Significant changes have occurred in the global policy environment surrounding cannabis legalization, production, and use. With the extensive availability of novel cannabis and cannabis-based products, there is a dire need to understand their safety and efficacy for medical indications.
Scientists and medical researchers have been exploring the health benefits and risks of cannabis for a long time. Researchers have been extracting cannabinoids—chemical compounds found in cannabis—and making strains of varying strength to see if they can alleviate chronic pain and treat or alleviate the effects of ailments such as seizures and other neurological disorders.

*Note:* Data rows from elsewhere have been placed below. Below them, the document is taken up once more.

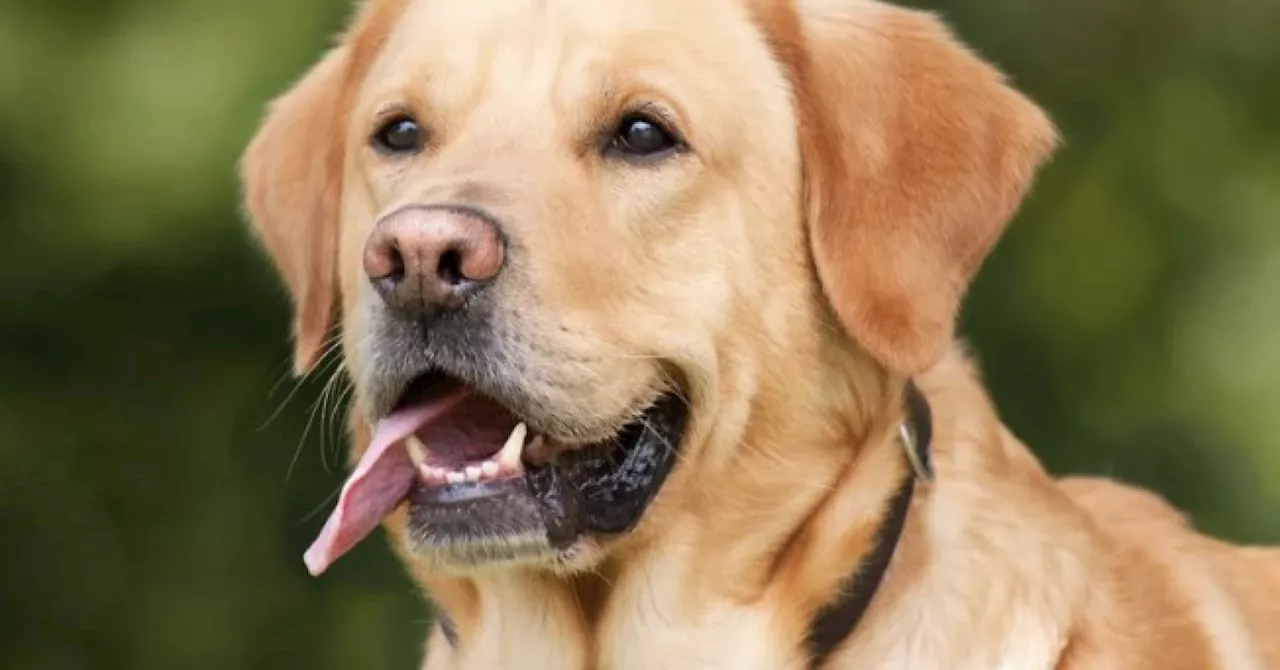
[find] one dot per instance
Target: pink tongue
(378, 484)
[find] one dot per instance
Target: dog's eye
(641, 137)
(401, 135)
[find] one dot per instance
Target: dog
(649, 314)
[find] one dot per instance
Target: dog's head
(574, 244)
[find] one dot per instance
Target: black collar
(836, 620)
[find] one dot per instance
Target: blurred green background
(152, 516)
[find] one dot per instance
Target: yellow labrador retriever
(649, 308)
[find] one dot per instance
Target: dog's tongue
(380, 481)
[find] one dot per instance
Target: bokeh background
(160, 473)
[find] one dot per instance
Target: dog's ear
(917, 154)
(292, 169)
(291, 174)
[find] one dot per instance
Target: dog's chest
(721, 637)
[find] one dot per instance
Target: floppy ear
(917, 154)
(292, 181)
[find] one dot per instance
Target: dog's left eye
(401, 135)
(641, 137)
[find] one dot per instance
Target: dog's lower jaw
(685, 566)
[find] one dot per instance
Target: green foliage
(152, 515)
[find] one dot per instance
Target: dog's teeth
(515, 446)
(416, 451)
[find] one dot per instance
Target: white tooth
(515, 446)
(416, 451)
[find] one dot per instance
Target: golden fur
(851, 167)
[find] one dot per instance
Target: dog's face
(572, 241)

There are three primary factors that make it hard to initiate research that would answer the most important public health questions: the legal status of cannabis and cannabinoids, sources for cannabis and cannabinoids used in studies, and a lack of funding and resources to support studies. Despite these obstacles, research continues to grow rapidly and recent changes in the United States have opened the way for exciting new work. Despite this shifting landscape, information regarding the short- and long-term health effects of cannabis use is still inconclusive.
As cannabis legalization and access expand, it becomes increasingly important for people to have an understanding of it. Part of this information is learning how cannabis affects different groups of people in their own capacities.